Las Vegas Sun

May 5, 2024

People in the news for March 21, 1997

Wanton TV godlessness, celebrity lawsuits, the kissability of Rosie O'Donnell -- our dunce card is full today, so let's go! First up: bad TV, bad, bad TV! After surveying 804 of America's 250 million residents, a new poll concludes that the medium is swirling down the moral toilet. Sex! Death! Ruthless cartoon robber barons! Two-thirds of us apparently want to see more prime-time spirituality, more shows speaking to moral issues -- as if the "Seinfeld" masturbation episode had never happened! According to the poll, commissioned by TV Guide, adultery is TV's No. 1 broken commandment, followed closely by murder. And maybe it's time TV gave us nicer bad guys: respondents singled out evil "Simpsons" tycoon Montgomery Burns as the TV character most likely to go to hell, or as they surely put it, "H-E-double hockey sticks." That sound you just heard was satire going over 804 heads. It's hard to know just what the pollees are complaining about; last week's Top 20 was dominated by harmless, morally neutral fare like "Friends," "Home Improvement" and a raft of newsmagazines. There is a point of light in TV's pixel wasteland: CBS' "Touched by an Angel," which polled as the most spiritually rich show on TV. The second: ABC's "Family Matters" -- the show that gave us the ultra-spiritual Urkel.

Briefly

*Ellen: Out. Gay advertising during "Ellen": Out of the question. This ought to make 804 TV viewers happy: ABC has turned down a gay-rights group hoping to air an anti-discrimination commercial during the upcoming coming-out episode of "Ellen." The network says it doesn't run issue-oriented ads.
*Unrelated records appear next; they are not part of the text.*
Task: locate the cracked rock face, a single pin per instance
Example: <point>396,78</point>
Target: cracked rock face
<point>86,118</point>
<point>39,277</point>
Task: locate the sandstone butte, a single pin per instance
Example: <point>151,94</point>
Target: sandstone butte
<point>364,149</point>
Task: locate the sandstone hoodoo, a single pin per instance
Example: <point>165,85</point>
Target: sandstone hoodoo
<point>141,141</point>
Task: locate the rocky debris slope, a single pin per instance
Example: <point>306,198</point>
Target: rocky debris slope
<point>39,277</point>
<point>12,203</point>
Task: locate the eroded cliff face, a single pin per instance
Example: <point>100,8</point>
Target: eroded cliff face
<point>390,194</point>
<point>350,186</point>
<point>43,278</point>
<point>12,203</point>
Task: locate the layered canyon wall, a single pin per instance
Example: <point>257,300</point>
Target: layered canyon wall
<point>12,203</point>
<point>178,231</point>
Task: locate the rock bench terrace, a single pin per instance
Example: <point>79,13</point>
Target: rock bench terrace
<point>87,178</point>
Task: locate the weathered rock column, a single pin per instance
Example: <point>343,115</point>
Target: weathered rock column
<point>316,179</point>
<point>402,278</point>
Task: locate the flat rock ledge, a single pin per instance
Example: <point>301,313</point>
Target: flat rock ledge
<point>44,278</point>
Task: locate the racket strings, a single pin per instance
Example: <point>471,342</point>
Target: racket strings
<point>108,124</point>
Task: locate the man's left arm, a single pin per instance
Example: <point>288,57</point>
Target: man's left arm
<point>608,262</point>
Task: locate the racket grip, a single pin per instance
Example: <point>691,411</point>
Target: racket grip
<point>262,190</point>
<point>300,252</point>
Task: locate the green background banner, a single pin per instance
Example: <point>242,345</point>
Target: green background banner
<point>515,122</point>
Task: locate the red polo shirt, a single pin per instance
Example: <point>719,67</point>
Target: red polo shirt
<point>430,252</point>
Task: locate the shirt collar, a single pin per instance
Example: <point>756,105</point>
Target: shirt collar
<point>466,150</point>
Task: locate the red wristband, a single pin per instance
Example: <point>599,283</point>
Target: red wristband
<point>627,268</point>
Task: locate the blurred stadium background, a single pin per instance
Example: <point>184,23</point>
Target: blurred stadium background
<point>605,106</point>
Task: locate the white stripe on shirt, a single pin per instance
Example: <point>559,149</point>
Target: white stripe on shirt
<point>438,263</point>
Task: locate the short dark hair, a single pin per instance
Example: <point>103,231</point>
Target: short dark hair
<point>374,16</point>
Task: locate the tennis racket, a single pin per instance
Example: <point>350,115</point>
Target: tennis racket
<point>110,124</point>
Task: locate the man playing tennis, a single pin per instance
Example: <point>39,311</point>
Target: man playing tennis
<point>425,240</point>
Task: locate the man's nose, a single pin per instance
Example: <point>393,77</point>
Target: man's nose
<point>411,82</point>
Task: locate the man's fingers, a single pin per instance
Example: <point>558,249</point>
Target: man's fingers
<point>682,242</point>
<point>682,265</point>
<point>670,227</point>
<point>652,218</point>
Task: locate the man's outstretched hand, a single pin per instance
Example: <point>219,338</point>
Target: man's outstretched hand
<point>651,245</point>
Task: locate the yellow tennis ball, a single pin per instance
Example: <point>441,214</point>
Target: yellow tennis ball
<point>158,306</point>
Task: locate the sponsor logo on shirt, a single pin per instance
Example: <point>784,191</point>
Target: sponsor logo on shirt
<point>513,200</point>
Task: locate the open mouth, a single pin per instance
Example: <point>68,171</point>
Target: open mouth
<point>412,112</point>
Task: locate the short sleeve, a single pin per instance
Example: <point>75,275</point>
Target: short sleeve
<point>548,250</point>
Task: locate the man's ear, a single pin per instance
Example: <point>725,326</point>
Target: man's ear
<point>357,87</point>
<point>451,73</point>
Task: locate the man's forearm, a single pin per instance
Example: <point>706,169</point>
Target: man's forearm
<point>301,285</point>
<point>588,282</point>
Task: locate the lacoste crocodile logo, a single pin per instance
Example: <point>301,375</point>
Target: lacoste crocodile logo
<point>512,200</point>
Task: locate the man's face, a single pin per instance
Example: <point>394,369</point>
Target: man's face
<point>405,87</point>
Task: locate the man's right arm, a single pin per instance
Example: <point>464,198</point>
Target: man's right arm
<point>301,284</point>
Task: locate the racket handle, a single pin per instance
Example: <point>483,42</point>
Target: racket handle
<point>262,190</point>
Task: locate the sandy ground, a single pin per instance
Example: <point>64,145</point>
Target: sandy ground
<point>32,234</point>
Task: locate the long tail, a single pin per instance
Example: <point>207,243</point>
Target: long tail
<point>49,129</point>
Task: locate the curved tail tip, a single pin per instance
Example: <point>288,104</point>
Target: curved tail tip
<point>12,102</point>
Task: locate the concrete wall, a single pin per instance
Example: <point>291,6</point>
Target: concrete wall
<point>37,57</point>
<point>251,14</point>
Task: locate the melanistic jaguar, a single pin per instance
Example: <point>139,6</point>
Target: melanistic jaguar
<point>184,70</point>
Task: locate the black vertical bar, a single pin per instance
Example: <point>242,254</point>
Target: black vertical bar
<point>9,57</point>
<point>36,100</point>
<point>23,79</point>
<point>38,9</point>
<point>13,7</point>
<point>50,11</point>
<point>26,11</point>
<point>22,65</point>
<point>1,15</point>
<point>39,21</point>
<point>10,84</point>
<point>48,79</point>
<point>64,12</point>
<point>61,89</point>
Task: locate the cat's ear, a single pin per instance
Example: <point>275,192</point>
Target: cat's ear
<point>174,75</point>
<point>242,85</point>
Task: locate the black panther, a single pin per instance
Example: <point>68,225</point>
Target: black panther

*The normally easygoing Jimmy Buffett isn't going easy on a restaurant in Hawaii that calls itself Cheeseburger in Paradise. Saying the phrase was pirated from his 1978 song, he's suing for unspecified damages and a name change. The restaurateurs aren't budging. They claim they adopted the name before Buffett trademarked it.

Breath star

It seems millions of people -- well, hundreds anyway -- are poised over their bathroom sinks, tongues and teeth still gummy with morning breath, waiting for Rosie O'Donnell to tell them what mouthwash to use. Ever since a gimmicky poll released by the Scope mouthwash people named O'Donnell one of America's least kissable celebs, the talk-show queen has been on the anti-Scope warpath. "Remember, just say nope to Scope," she said during a recent show. She's taken to vigorously flacking Listerine instead. And viewers are following her lead! Listerine says more than 100 people have sent the company e-mail saying they'll no longer wash their mouths out with Scope. Listerine is riding this publicity bonanza, taking out ads featuring O'Donnell and donating to charities every time she kisses someone on her show, which is happening with increasing frequency. Why aren't the 804 TV watchdogs complaining about that?